For the past three days, the nine justices of the U.S. Supreme Court heard a series of arguments on Obamacare — what promises to be one of the most seminal decisions in the Court’s history. Now that the dust has settled, it appears more than likely that President Obama’s signature health care law is on the verge of being struck down — perhaps even in its entirety.

The challengers to the law include more than half of the States of the Union, the National Federation of Independent Business, and private parties, while the Obama Administration is standing in defense of it. Having heard arguments on Monday on whether a law called the Anti-Injunction Act would bar the Court from considering whether Obamacare’s individual mandate to purchase health insurance is unconstitutional, the Court on Tuesday moved on to examining the mandate itself and whether Congress vaulted across the Maginot Line of constitutionality when it imposed the mandate on Americans.

The liberal justices of the Court hammered the attorneys who were challenging Obamacare, leaving little doubt where they stand on the law. In their view, it appears, the Constitution’s Commerce Clause, which gives Congress the authority “To regulate Commerce with foreign Nations, and among the several States, and with the Indian Tribes,” also empowers Congress to impose the individual mandate. As the government argued, since everyone will have to participate in the health care market at some point, the government is justified in requiring people to buy insurance today. Heritage’s Todd Gaziano explains the failure of this argument:

There’s a difference between regulating commerce that’s already happening and forcing individual Americans to enter into commerce — in this case, the health care market — so that Congress can better regulate it…

If Congress were able to regulate things that people will eventually have to do, then there would be virtually no limits to its power.

That’s an argument that resonated with the Court’s conservative justices and with Justice Anthony Kennedy, who oftentimes votes with the conservatives but is seen as a crucial swing vote in this case. At two different times, Justice Kennedy stated that the government’s theory would “fundamentally change the relationship between the individual and the state.” His thinking on the issue could be a bad sign for Obamacare.

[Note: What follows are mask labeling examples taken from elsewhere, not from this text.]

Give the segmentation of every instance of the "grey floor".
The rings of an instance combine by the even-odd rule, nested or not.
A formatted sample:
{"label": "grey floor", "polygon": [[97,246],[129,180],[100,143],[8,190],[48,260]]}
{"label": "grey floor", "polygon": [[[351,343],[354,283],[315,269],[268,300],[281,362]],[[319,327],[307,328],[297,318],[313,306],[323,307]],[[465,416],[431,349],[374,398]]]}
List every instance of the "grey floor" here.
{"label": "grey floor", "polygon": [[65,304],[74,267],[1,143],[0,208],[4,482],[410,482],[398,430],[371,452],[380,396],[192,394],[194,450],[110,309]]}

If the Court were to strike down Obamacare’s individual mandate, it would also have to consider what to do with the rest of the law. Should the justices just strike down the mandate? Should they eliminate the mandate and any of the related sections (which would be difficult to identify), or should they throw out the whole law? This question is what’s known as “severability,” and it was one of the focuses of the third day of oral argument. And on this issue, too, the Obama Administration did not have a good day. Heritage’s Todd Gaziano and Hans von Spakovsky explain:

The more liberal justices were clearly hostile to the arguments being made by Paul Clement on behalf of the challengers that the entire statute must be struck down. However, other justices, including Chief Justice Roberts and Justice Kennedy, were obviously concerned that the complex scheme designed by Congress will not work as intended by Congress without the individual mandate — which is the ‘heart’ of the law as Justice Scalia and others later referred to it — and thus they may need to strike down the entire law if the mandate is unconstitutional.

One issue remained for the Court — Obamacare’s Medicaid spending provisions under which Congress relies on its “spending power” to expand the program and coerce states to do its bidding. Those challenging the law say that the Medicaid expansion effectively “commandeers” state government, thereby undermining the states’ sovereignty and autonomy. On this question, it is less clear where the Court will come down. Though the liberal justices who would uphold the individual mandate will certainly uphold the Medicaid provisions, it’s less clear where Justices Roberts, Scalia and Thomas stand on the issue. But if the Court chooses to strike down all of Obamacare, the Medicaid provisions will fall along with it and the justices will not have to decide this issue. A ruling on all issues is expected from the Court in June.

In making his final argument in defense of Obamacare, Solicitor General Donald Verrilli alluded to the Constitution’s preamble and its call to “secure the blessings of liberty” in his justification for Congress’ actions. Paul Clement, arguing on behalf of Obamacare’s challengers, eloquently responded to Verrilli’s call to the Constitution:

Let me just finish by saying I certainly appreciate what the solicitor general says, that when you support a policy, you think that the policy spreads the blessings of liberty. But I would respectfully suggest that it’s a very funny conception of liberty that forces somebody to purchase an insurance policy whether they want it or not. And it’s a very strange conception of federalism that says that we can simply give the states an offer that they can’t refuse, and through the spending power which is premised on the notion that Congress can do more because it’s voluntary, we can force the states to do whatever we tell them to. That is a direct threat to our federalism.

The Constitution’s words are stirring, indeed, but have little meaning if Congress is to trample on the founding document’s very real limitations. And so America waits for the Court to decide, two years after a severely divided Congress passed Obamacare and stretched its powers beyond the Constitution. But whether the Court upholds Obamacare or strikes it down, all or in part, it does not have the final say on this issue. It ultimately falls to the American people, through their representatives in Congress, to decide the future of health care in America and whether the federal government will live within its constitutional limits. Obamacare must be fully repealed.